To my delight, Jaako Mäntyjärvi's Full fathom five was completely different – grave, solemn and mysterious. The deepest voices intone "Hark" as if coming from the depths, and the bells sound as if from a distance. An original take on the verse, and effective. The choral tradition in Finland has deep roots. Sibelius, Kajanus and others wrote much for the genre. Mäntyjärvi is composer in residence for the well known Tapiola choir, so he understands performance issues. The composer gives a deliciously dramatic setting to one of the few singable texts in Macbeth. The choir seems to enjoy the mischief in Double, double, toil and trouble – it's camp sinister, great fun to sing.

The American composer, Matthew Harris, has written five books of Shakespeare songs, covering texts from a range of plays, even The Merchant of Venice. Tell me where is fancy bred has connotations of medieval masque but is light-hearted. Amusingly, it provides the choir with a few more opportunities for "ding dong". The very melodic It was a lover and his lass is the kind of song that sticks in the memory. The chorus "A hey, ho and a hey nonny no" has real bounce: and I find myself singing it quite unconsciously Hark! Hark! The Lark is a lyrical charmer but the pop music influenced O mistress mine! and When daffodils begin to peer didn't appeal to me. Perhaps for the same reason, I didn't relate to the big band sound of Nils Lindberg's Shall I compare thee to a summer’s day. Nonetheless, if they become hits, it might hook a new audience for Shakespeare and for art song.

More of a challenge is Dominick Argento's Sonnet No. LXIV. In the aftermath of 9/11, a friend sent the composer a copy of the sonnet. Its painfully apt reference to "sometime lofty towers I see down-razed...... Ruin hath taught me how to ruminate" spurred the composer to set the sonnet in a suitably sombre mood. No need for chromatic pyrotechnics here, but plain ensemble singing. This, and the reverential Stephen Sametz setting of When he shall die may not be elaborate part-songs, but how different they are to the traditional sounding O mistress mine of Alan Murray, written before 1952.
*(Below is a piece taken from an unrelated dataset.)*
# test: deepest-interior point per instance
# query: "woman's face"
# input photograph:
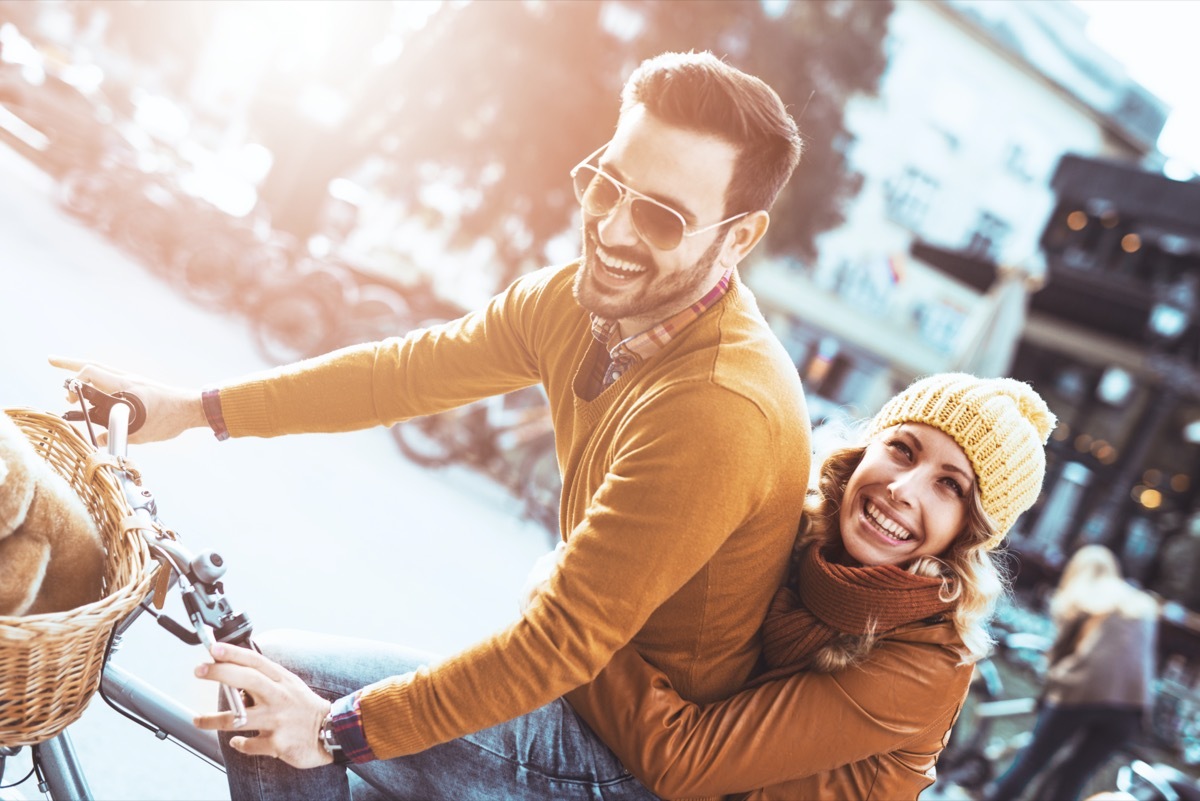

The choir has a chance to indulge wholeheartedly in ding dongs in Vaughan Williams Full fathom five. The bells start even before the song, and carry on throughout. Only with the "sea change" does the song develop into something unusual, emphasized by a repeated "strange" and then the bells come back. In comparison, even "the bells that ring on Bredon" seem silent. After the 9/11 connotations of Sonnet No. LXIV, The Cloud capp'd towers take on a colouring neither Shakespeare nor Vaughan Williams could ever have envisaged. It may not be in the music, but our minds, haunted by tragedy, cannot but twinge somehow at the mention of "Cloud capp'd towers, the gorgeous palaces ... shall dissolve ... leave not a rack behind".

This recording is clear and open sounding, produced in hybrid SACD. The singing is enthusiastic, full of vigour. The selling point will be the Frank Martin Ariel Songs, although there are at least three versions around, one of which is by The Sixteen and Harry Christophers. However, The Phoenix Choir has a bracing freshness which is quite charming – and this is the only readily available recording of Harris's It was a lover and his lass. You don't want to miss that even if "a hey and a ho and a hey nonny no" spins around your head for days and drives you to distraction.